Nokia Announces Its Return In The Market With Two Android Phones.

d‘wise one
Chip-Monks
Published in
3 min readSep 10, 2016

Has Nokia’s return with two Android phones just been announced?

Just when you thought that Nokia had been KO’d out of the smartphone business, it brings out it’s “Comeback Guns”.

Nokia has gone through yet another ownership change (a lot like Motorola’s run with repetitive acquisitions) and is now owned by HMD Global, a Finnish company that since May 2016, has started to manufacture smartphones with Nokia’s brand name itself!

While rumors about new Nokia phones in the making have been in the wind for quite a while now, HMD Global is reportedly planning to launch two new Nokia smartphones that are based on Android OS and are rumoured be called Nokia 5320 in some form.
Nokia already had a smartphone named “5320” — back in 2008 there was the Nokia 5320 XpressMusic, so, the Nokia 5320 in all probability will have another name.

It is rumored to have a 2.27 GHz quad-core processor (presumably) Snapdragon 821 chipset. In a recent, secret benchmark test, the phone scored 494 points in single-core performance and 1531 points in multi-core performance; and according to the Geekbench scores, the Nokia 5320 runs on the old Android 4.4.4 KitKat OS and has 2 GB RAM.

Another model, currently called Nokia RM-1490, was also spotted recently, and surprisingly, this model has an AMD A8–5545 single-core hyperthreaded processor clocked at 500 MHz, 2 GB RAM and runs the old Android 4.4.2 KitKat OS.
This seems along the lines of being more a capable-feature phone than a smartphone.

Here’s the official line from HMD on what’s happening:
HMD has been founded to provide a focused, independent home for a full range of Nokia-branded feature phones, smartphones, and tablets. To complete its portfolio of Nokia branding rights, HMD announced today that it has conditionally agreed to acquire from Microsoft the rights to use the Nokia brand on feature phones, and certain related design rights. The Microsoft transaction is expected to close in H2 2016. Together these agreements would make HMD the sole global licensee for all types of Nokia-branded mobile phones and tablets. HMD intends to invest over USD 500 million over the next three years to support the global marketing of Nokia-branded mobile phones and tablets, funded via its investors and profits from the acquired feature phone business”.

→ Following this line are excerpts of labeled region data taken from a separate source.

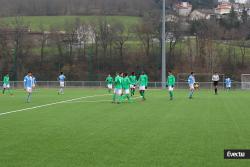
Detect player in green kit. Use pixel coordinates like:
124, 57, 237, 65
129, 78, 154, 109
3, 74, 12, 95
138, 72, 148, 100
105, 74, 113, 93
122, 73, 131, 102
129, 72, 137, 96
113, 73, 123, 103
167, 71, 175, 100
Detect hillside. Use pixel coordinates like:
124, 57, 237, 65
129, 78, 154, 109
0, 16, 140, 31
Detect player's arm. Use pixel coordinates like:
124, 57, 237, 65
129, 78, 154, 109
173, 77, 176, 87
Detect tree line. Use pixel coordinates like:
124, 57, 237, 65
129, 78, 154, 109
0, 10, 250, 81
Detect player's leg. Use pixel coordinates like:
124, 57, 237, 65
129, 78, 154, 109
112, 88, 117, 103
26, 88, 32, 103
189, 85, 194, 99
117, 89, 123, 104
168, 86, 174, 100
123, 89, 130, 101
214, 81, 218, 95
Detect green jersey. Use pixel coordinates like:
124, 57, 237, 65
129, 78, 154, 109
115, 75, 123, 89
3, 75, 10, 85
106, 77, 113, 84
167, 74, 175, 87
138, 74, 148, 86
122, 77, 130, 90
129, 75, 137, 85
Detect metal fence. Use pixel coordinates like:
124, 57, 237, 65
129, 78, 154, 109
0, 81, 250, 90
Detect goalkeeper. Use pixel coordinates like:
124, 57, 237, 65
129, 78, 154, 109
167, 71, 175, 100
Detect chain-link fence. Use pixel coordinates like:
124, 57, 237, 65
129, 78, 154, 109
0, 81, 246, 89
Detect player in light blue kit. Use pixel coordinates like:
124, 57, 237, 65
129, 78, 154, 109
188, 72, 195, 99
23, 71, 34, 103
225, 77, 232, 91
58, 72, 66, 94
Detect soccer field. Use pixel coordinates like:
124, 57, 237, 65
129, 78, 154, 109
0, 89, 250, 167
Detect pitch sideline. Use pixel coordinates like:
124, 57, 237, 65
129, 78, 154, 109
0, 94, 110, 116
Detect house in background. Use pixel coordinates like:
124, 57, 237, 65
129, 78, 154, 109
174, 2, 193, 17
189, 9, 214, 21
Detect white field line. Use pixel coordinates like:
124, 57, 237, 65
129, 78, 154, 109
0, 94, 110, 116
66, 96, 141, 104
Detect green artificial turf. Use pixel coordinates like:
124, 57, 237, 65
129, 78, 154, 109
0, 89, 250, 167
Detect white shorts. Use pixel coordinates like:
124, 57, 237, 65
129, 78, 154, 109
3, 84, 10, 89
108, 84, 113, 89
168, 86, 174, 91
26, 87, 32, 93
189, 84, 194, 89
60, 82, 65, 87
114, 88, 122, 95
130, 85, 135, 89
139, 86, 146, 90
124, 89, 130, 95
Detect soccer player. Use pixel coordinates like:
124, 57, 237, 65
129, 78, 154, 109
122, 73, 131, 102
212, 72, 220, 95
3, 73, 12, 95
105, 74, 113, 93
167, 71, 175, 100
129, 72, 137, 96
188, 72, 195, 99
58, 72, 66, 94
138, 72, 148, 100
23, 71, 33, 103
32, 75, 36, 88
225, 77, 232, 91
113, 73, 123, 104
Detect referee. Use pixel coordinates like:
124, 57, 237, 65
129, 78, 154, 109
212, 72, 220, 95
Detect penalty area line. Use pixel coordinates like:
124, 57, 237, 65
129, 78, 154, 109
0, 94, 110, 116
66, 96, 144, 104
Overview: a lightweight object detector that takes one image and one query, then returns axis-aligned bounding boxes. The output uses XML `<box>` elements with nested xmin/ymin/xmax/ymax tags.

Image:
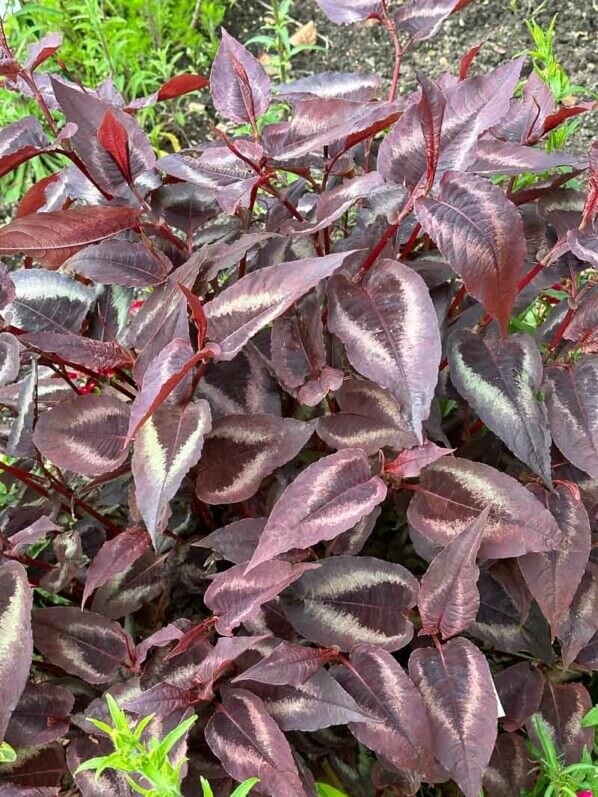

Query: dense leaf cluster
<box><xmin>0</xmin><ymin>0</ymin><xmax>598</xmax><ymax>797</ymax></box>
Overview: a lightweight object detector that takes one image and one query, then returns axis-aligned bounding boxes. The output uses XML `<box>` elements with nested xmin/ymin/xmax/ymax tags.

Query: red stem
<box><xmin>546</xmin><ymin>307</ymin><xmax>575</xmax><ymax>354</ymax></box>
<box><xmin>382</xmin><ymin>0</ymin><xmax>405</xmax><ymax>102</ymax></box>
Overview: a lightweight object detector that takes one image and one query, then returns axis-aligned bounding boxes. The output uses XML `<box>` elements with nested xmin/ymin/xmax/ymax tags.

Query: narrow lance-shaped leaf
<box><xmin>448</xmin><ymin>330</ymin><xmax>552</xmax><ymax>486</ymax></box>
<box><xmin>0</xmin><ymin>561</ymin><xmax>33</xmax><ymax>739</ymax></box>
<box><xmin>247</xmin><ymin>670</ymin><xmax>369</xmax><ymax>732</ymax></box>
<box><xmin>378</xmin><ymin>58</ymin><xmax>524</xmax><ymax>187</ymax></box>
<box><xmin>204</xmin><ymin>252</ymin><xmax>351</xmax><ymax>360</ymax></box>
<box><xmin>206</xmin><ymin>689</ymin><xmax>305</xmax><ymax>797</ymax></box>
<box><xmin>0</xmin><ymin>206</ymin><xmax>140</xmax><ymax>268</ymax></box>
<box><xmin>328</xmin><ymin>260</ymin><xmax>441</xmax><ymax>443</ymax></box>
<box><xmin>415</xmin><ymin>172</ymin><xmax>526</xmax><ymax>336</ymax></box>
<box><xmin>98</xmin><ymin>108</ymin><xmax>133</xmax><ymax>183</ymax></box>
<box><xmin>204</xmin><ymin>562</ymin><xmax>319</xmax><ymax>636</ymax></box>
<box><xmin>193</xmin><ymin>518</ymin><xmax>267</xmax><ymax>565</ymax></box>
<box><xmin>195</xmin><ymin>415</ymin><xmax>314</xmax><ymax>504</ymax></box>
<box><xmin>51</xmin><ymin>77</ymin><xmax>156</xmax><ymax>196</ymax></box>
<box><xmin>81</xmin><ymin>528</ymin><xmax>149</xmax><ymax>608</ymax></box>
<box><xmin>33</xmin><ymin>394</ymin><xmax>129</xmax><ymax>476</ymax></box>
<box><xmin>2</xmin><ymin>268</ymin><xmax>95</xmax><ymax>334</ymax></box>
<box><xmin>0</xmin><ymin>682</ymin><xmax>75</xmax><ymax>748</ymax></box>
<box><xmin>558</xmin><ymin>561</ymin><xmax>598</xmax><ymax>665</ymax></box>
<box><xmin>233</xmin><ymin>642</ymin><xmax>337</xmax><ymax>686</ymax></box>
<box><xmin>409</xmin><ymin>637</ymin><xmax>497</xmax><ymax>797</ymax></box>
<box><xmin>519</xmin><ymin>484</ymin><xmax>592</xmax><ymax>637</ymax></box>
<box><xmin>131</xmin><ymin>399</ymin><xmax>211</xmax><ymax>545</ymax></box>
<box><xmin>317</xmin><ymin>379</ymin><xmax>417</xmax><ymax>456</ymax></box>
<box><xmin>282</xmin><ymin>556</ymin><xmax>418</xmax><ymax>651</ymax></box>
<box><xmin>545</xmin><ymin>356</ymin><xmax>598</xmax><ymax>479</ymax></box>
<box><xmin>32</xmin><ymin>606</ymin><xmax>134</xmax><ymax>684</ymax></box>
<box><xmin>407</xmin><ymin>457</ymin><xmax>561</xmax><ymax>559</ymax></box>
<box><xmin>246</xmin><ymin>448</ymin><xmax>386</xmax><ymax>572</ymax></box>
<box><xmin>394</xmin><ymin>0</ymin><xmax>470</xmax><ymax>41</ymax></box>
<box><xmin>418</xmin><ymin>507</ymin><xmax>490</xmax><ymax>639</ymax></box>
<box><xmin>334</xmin><ymin>645</ymin><xmax>434</xmax><ymax>777</ymax></box>
<box><xmin>127</xmin><ymin>338</ymin><xmax>194</xmax><ymax>444</ymax></box>
<box><xmin>210</xmin><ymin>28</ymin><xmax>270</xmax><ymax>126</ymax></box>
<box><xmin>64</xmin><ymin>240</ymin><xmax>172</xmax><ymax>288</ymax></box>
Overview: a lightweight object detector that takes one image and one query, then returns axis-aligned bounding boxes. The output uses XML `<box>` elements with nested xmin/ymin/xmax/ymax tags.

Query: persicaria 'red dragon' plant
<box><xmin>0</xmin><ymin>0</ymin><xmax>598</xmax><ymax>797</ymax></box>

Microsoft’s Nokia “thing” ends in the second half of 2016, leaving the market wide open for new Nokia handsets.

The composition of the HMD is odd, to say the least. Nokia will not be investing any money in the project but it will receive royalties and sit on the board of HMD’s directors with quite a few of Nokia’s old top brass returning to the fold as well.

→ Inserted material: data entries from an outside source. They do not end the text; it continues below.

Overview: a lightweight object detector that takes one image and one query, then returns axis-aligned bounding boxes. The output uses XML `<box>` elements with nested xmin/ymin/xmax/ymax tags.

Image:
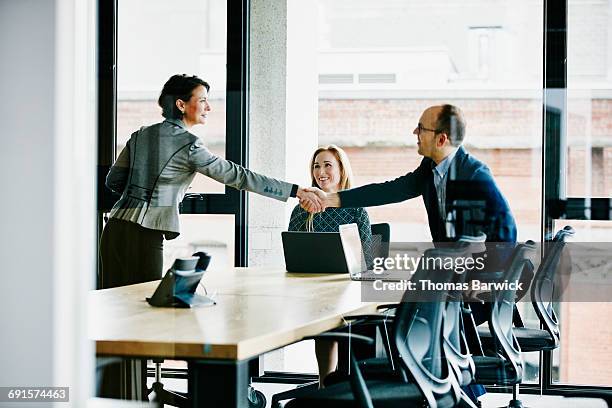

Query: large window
<box><xmin>552</xmin><ymin>0</ymin><xmax>612</xmax><ymax>386</ymax></box>
<box><xmin>318</xmin><ymin>0</ymin><xmax>542</xmax><ymax>242</ymax></box>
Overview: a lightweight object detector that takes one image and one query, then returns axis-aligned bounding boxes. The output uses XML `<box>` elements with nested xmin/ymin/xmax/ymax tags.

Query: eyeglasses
<box><xmin>417</xmin><ymin>123</ymin><xmax>440</xmax><ymax>135</ymax></box>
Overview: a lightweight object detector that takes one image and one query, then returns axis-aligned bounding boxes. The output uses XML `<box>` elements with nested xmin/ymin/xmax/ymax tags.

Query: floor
<box><xmin>150</xmin><ymin>379</ymin><xmax>607</xmax><ymax>408</ymax></box>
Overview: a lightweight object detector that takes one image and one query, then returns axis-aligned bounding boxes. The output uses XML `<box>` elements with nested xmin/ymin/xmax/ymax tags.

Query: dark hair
<box><xmin>436</xmin><ymin>105</ymin><xmax>465</xmax><ymax>146</ymax></box>
<box><xmin>157</xmin><ymin>74</ymin><xmax>210</xmax><ymax>119</ymax></box>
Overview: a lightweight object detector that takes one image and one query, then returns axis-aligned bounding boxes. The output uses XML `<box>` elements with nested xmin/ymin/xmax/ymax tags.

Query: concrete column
<box><xmin>0</xmin><ymin>0</ymin><xmax>96</xmax><ymax>407</ymax></box>
<box><xmin>249</xmin><ymin>0</ymin><xmax>318</xmax><ymax>266</ymax></box>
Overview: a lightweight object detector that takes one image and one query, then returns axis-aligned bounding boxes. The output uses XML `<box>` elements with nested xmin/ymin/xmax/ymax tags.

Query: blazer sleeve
<box><xmin>355</xmin><ymin>208</ymin><xmax>374</xmax><ymax>269</ymax></box>
<box><xmin>105</xmin><ymin>139</ymin><xmax>131</xmax><ymax>194</ymax></box>
<box><xmin>188</xmin><ymin>139</ymin><xmax>293</xmax><ymax>201</ymax></box>
<box><xmin>287</xmin><ymin>205</ymin><xmax>308</xmax><ymax>231</ymax></box>
<box><xmin>338</xmin><ymin>159</ymin><xmax>431</xmax><ymax>207</ymax></box>
<box><xmin>471</xmin><ymin>166</ymin><xmax>517</xmax><ymax>242</ymax></box>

This agreement will give HMD full operational control of sales, marketing and distribution of Nokia-branded mobile phones and tablets, with exclusive access to the pre-eminent global sales and distribution network to be acquired from Microsoft by FIH, with access to FIH’s world-leading device manufacturing, supply chain and engineering capabilities, and its growing suite of proprietary mobile technologies and components”, said HMD in a press release.

What this means is simple. Nokia will return with Android phones and tablets, as well as Wearables off the back of its Withings acquisition. No doubt we’ll be hearing more about this and the future of Nokia in the coming weeks and months.

The Telegraph ominously put it: “The smartphone market, now bereft of innovation, has become ruthless, with profits difficult to come by. One suspects Nokia has missed its opportunity. We should wish it all the best, but the odds are stacked against it”.